In 2021, it seemed as if the Commission might be forced to act when Greek police officers kidnapped and tortured an employee of Frontex itself near the Turkish border. The man, who was working as a translator for the agency, originally came from Afghanistan and was a permanent resident of Italy. The police officers assumed he was a refugee because of his skin color, so they snatched him off a bus, beat him up in custody, and illegally deported him to Turkey.
Matina Stevis-Gridneff of the New York Times suggested that the case “may force a reckoning. . . . The European Union, which has mostly looked the other way on abuses of migrants, is now being forced to confront the problem.” In fact, the EU was determined to keep looking the other way, even when its own employee was the victim. The translator’s story disappeared without a trace.

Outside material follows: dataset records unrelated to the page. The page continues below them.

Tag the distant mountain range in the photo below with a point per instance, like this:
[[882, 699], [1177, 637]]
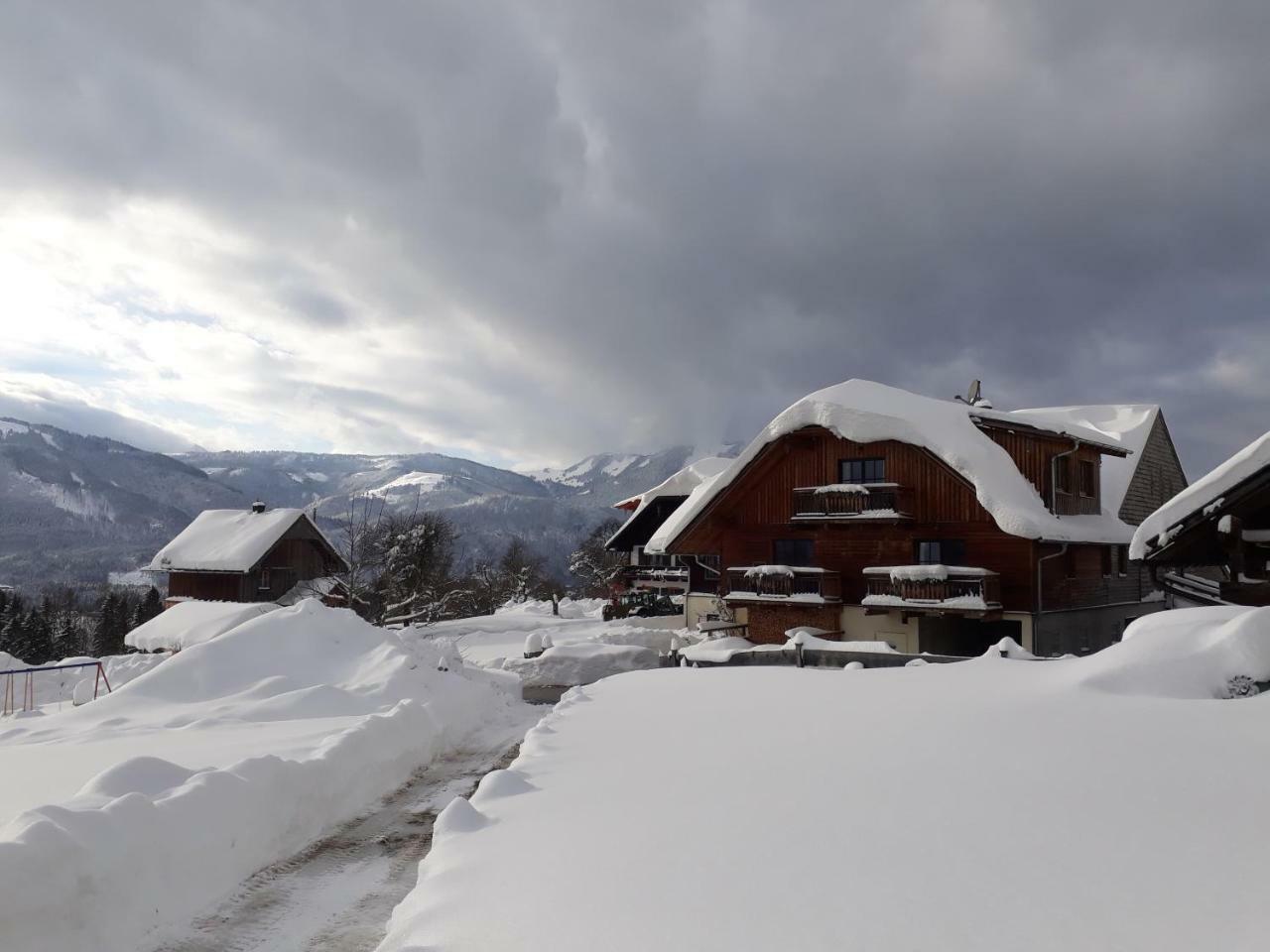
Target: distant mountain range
[[75, 508]]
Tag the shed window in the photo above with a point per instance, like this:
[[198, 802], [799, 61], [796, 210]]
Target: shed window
[[940, 551], [1064, 475], [1088, 479], [793, 551], [862, 470]]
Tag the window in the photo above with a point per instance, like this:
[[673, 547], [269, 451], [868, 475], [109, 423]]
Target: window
[[861, 470], [1088, 479], [943, 551], [1064, 475], [793, 551]]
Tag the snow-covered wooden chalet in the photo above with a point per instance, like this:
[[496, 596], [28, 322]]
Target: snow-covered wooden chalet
[[663, 572], [254, 555], [1210, 543], [938, 526]]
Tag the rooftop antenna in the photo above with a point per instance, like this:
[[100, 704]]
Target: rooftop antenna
[[974, 397]]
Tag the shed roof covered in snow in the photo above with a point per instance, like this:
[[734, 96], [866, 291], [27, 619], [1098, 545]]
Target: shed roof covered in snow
[[231, 539], [1209, 497], [193, 622], [866, 412], [652, 507]]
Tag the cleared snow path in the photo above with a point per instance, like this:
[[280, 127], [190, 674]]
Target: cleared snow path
[[336, 895]]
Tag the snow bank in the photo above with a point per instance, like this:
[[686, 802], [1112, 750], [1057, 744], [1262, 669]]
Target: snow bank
[[984, 806], [1152, 534], [866, 412], [335, 712], [490, 640], [579, 664], [1188, 653], [193, 622], [1127, 425]]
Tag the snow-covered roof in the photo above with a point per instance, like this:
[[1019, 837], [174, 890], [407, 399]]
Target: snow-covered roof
[[227, 539], [193, 622], [866, 412], [1202, 494], [680, 484], [1125, 425]]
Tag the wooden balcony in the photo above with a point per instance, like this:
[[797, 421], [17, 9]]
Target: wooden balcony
[[864, 502], [784, 583], [933, 589]]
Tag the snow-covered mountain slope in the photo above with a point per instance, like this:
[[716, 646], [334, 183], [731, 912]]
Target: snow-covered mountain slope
[[73, 508], [608, 477]]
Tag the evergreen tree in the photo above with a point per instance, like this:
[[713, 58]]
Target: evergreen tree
[[39, 645], [148, 607], [593, 565], [109, 630], [13, 630]]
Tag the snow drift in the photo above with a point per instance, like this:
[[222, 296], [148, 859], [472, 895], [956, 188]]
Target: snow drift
[[1106, 802], [193, 622], [153, 839]]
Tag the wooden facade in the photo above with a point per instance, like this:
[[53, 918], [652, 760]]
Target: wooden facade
[[765, 513], [302, 553]]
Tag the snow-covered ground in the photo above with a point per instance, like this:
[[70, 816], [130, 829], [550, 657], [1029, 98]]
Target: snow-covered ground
[[1105, 802], [128, 815], [576, 642]]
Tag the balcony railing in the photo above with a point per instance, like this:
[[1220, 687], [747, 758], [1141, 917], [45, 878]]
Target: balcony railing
[[933, 589], [784, 583], [867, 500]]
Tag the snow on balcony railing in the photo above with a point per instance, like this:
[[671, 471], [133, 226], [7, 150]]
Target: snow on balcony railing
[[947, 588], [794, 583], [852, 500]]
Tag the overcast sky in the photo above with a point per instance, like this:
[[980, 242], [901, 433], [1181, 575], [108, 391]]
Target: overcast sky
[[525, 232]]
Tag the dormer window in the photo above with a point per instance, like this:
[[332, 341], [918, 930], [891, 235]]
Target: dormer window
[[857, 471], [1088, 479], [1064, 475]]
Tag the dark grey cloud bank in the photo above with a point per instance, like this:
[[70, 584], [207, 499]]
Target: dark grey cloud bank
[[666, 221]]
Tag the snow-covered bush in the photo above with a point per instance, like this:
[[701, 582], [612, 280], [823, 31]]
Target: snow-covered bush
[[1241, 685]]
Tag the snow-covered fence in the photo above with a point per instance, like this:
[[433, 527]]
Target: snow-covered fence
[[30, 694]]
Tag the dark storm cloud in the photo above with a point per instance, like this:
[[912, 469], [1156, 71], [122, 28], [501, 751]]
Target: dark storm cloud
[[671, 218]]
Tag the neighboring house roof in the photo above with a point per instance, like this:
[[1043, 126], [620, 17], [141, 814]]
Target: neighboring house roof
[[193, 622], [866, 412], [1125, 425], [662, 498], [1206, 495], [229, 539]]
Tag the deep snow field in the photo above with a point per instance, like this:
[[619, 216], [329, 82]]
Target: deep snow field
[[1106, 802], [579, 645], [125, 816]]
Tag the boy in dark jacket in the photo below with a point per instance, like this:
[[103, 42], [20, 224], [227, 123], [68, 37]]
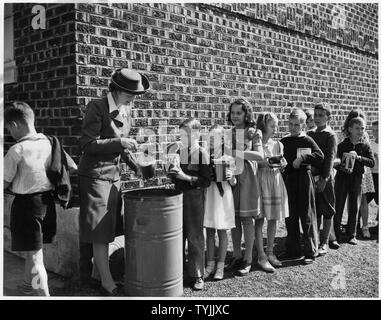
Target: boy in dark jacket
[[326, 139], [348, 181], [192, 179], [301, 152]]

The man who was in charge of Frontex at the time, Fabrice Leggeri, decided to enter politics after stepping down from the job and became an MEP for Marine Le Pen’s party. A French judge is now investigating Leggeri over violent pushbacks of refugee boats in the Mediterranean during his years at Frontex.
Remain and Reform
When Britain voted to leave the EU, supporters of Brexit often expressed the hope that it would set off a chain reaction, with “Frexit,” “Italexit,” or even “Nexit” (for the Netherlands) following in quick succession. In fact, the major parties of the far right in continental Europe have mostly discarded talk of breaking with the EU. But there are two sides to this political coin.
On the one hand, the messy, protracted way Brexit was handled certainly made departure from the Union seem less attractive to the citizens of other countries. On the other hand, Europe’s far-right forces have grown increasingly confident that they can achieve their goals from inside the EU. The slogan “Remain and Reform” was associated with the British left during the 2016 referendum, but it now sums up the thinking of Le Pen and Giorgia Meloni and their allies.
Since the last European elections in 2024, the traditional center-right bloc grouped in the European People’s Party has forged alliances with the far right, ripping down the cordon sanitaire. The forces of the broad right, from Christian Democrats to neofascists, have united to weaken European climate policy and roll back environmental legislation.
Last week, this political bloc rammed through a package of measures to discourage immigration, including plans for the detention of refugees in countries outside the EU and a US-style enforcement regime. Far-right MEPs chanted “Send them back” in celebration of the vote. Britain’s Tory government couldn’t deliver on its scheme to forcibly transfer refugees to Rwanda, which critics panned as an exercise in theatrical sadism. Now some of the EU’s leading actors are hoping to succeed where the British authorities failed.
Britain’s exit from the EU didn’t stop Keir Starmer from teaming up with Danish prime minister Mette Frederiksen on a mission to undermine the European Convention on Human Rights. The ECHR and the body that upholds it, the Council of Europe, predate the Treaty of Rome that launched the process of European integration in the 1950s. They represent the best side of transnational cooperation in Europe; Starmer and Frederiksen represent the worst. Ten years after Brexit, instead of asking whether we need “more Europe” or “less Europe,” we should be posing the question “What kind of Europe?”